According to a report by Al Arabiya, Iran is expected to sign a strategic partnership with Russia. This partnership resembles one that was finalized with China earlier in 2021.
.“The initial arrangements of this document, entitled the Global Agreement for Cooperation between Iran and Russia, have been concluded,” said foreign ministry spokesman Saeed Khatibzadeh on October 11, 2021.
“We are in the process of finalizing diverse clauses of the document and we will send it to Moscow,” he informed reporters. “In recent years, it has become necessary to improve relations between Iran and Russia and to concentrate on strategic partnerships,” Khatibzadeh continued.
“Between Iran, China and Russia, the eastern axis is emerging.” Khatibzadeh noted that Iran has expectations of signing the document in the upcoming months.
He added that Tehran hopes the document will be signed in the coming months. For some context, Iran signed a 25-year strategic and commercial agreement with China back in March. This move represented a growing rapprochement between the two countries over the last decade.
Similarly, Iran was accepted into the Shanghai Cooperation Organization, a multinational security structure that China and Russia are spearheading to counter the Anglo-American geopolitical order. It’s clear the geopolitical winds are blowing in directions that DC does not desire.
Talks that Iran was somehow weakened by sanctions are misguided at best. It now has spheres of influence in Iraq, Lebanon, Syria, and Yemen. On top of that, the hostile actions that American governments have pursued — sanctions, regime change efforts, hacks against its infrastructure, and assassinations — have made it clear that the West is not worth trying to confide in.
As a result of signing agreements with China and Russia, and joining their overall security umbrella, Iran will grow even stronger thanks to it receiving arms and financial support from these Eurasian behemoths. American policymakers have not picked up on this reality, because they are still trapped in a 90s mindset when the US was a unipolar power.

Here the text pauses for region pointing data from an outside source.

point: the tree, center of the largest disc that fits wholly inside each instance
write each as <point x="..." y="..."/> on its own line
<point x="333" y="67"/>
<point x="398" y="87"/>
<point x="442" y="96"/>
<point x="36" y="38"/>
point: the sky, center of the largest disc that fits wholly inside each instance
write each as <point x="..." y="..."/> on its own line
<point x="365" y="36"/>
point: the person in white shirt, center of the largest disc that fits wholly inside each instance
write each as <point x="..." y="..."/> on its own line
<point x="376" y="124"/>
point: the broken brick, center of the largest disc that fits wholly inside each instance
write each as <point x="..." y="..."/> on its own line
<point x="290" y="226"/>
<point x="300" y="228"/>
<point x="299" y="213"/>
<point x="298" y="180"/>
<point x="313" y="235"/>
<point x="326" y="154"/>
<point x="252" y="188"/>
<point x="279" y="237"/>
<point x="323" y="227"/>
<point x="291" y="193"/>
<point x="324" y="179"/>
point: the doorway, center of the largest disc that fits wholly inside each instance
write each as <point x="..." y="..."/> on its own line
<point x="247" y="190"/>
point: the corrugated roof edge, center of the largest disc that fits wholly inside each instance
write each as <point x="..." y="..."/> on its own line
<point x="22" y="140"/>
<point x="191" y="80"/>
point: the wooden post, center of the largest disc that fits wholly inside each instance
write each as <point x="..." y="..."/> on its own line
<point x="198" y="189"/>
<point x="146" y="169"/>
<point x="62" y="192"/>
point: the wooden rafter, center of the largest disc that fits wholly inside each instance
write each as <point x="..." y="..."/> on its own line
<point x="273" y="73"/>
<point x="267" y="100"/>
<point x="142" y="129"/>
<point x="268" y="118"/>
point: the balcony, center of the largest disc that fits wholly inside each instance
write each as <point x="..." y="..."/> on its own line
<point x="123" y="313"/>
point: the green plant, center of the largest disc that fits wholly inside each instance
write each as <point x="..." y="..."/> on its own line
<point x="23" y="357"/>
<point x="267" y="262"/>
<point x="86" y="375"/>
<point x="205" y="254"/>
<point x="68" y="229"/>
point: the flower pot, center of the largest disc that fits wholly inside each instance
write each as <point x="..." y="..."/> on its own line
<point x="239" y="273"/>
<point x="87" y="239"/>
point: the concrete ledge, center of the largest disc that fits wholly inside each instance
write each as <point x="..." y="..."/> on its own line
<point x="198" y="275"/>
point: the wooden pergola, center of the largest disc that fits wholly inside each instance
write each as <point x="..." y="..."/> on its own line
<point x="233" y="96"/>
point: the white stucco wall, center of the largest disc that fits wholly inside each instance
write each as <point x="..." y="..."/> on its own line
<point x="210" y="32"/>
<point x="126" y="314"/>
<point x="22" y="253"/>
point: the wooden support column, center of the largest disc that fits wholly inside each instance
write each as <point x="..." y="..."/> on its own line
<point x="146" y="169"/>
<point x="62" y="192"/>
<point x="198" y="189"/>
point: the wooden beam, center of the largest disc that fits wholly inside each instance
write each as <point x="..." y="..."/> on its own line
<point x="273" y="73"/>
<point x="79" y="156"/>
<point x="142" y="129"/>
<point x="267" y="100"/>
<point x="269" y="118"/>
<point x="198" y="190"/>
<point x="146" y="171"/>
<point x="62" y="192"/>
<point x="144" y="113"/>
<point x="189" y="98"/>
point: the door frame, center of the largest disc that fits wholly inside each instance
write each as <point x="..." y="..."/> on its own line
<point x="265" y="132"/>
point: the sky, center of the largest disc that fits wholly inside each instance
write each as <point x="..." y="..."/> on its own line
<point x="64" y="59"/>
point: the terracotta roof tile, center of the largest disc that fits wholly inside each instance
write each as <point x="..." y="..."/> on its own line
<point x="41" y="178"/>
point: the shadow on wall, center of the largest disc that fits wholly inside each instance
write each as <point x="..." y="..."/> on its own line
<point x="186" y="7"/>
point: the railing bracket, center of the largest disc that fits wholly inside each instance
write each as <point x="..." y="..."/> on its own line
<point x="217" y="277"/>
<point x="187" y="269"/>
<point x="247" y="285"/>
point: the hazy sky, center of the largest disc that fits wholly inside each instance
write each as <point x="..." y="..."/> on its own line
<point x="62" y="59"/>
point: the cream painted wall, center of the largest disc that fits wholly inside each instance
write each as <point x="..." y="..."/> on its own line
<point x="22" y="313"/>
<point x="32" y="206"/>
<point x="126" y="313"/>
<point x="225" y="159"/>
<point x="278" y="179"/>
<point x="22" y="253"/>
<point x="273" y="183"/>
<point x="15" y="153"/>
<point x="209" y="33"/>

The failure to recognize this new geopolitical reality could lead the US to embark on some dangerous foreign policy decisions. Humiliating military reversals could absolutely be in the cards.
Hopefully, more sober minds who pursue foreign policy restraint and realism start to gain prominence in DC. If not, the US could find itself sleep-walking into a military confrontation with two Eurasian heavyweights (Russia and China) and their numerous appendages (Iran) that will give it a run for its money.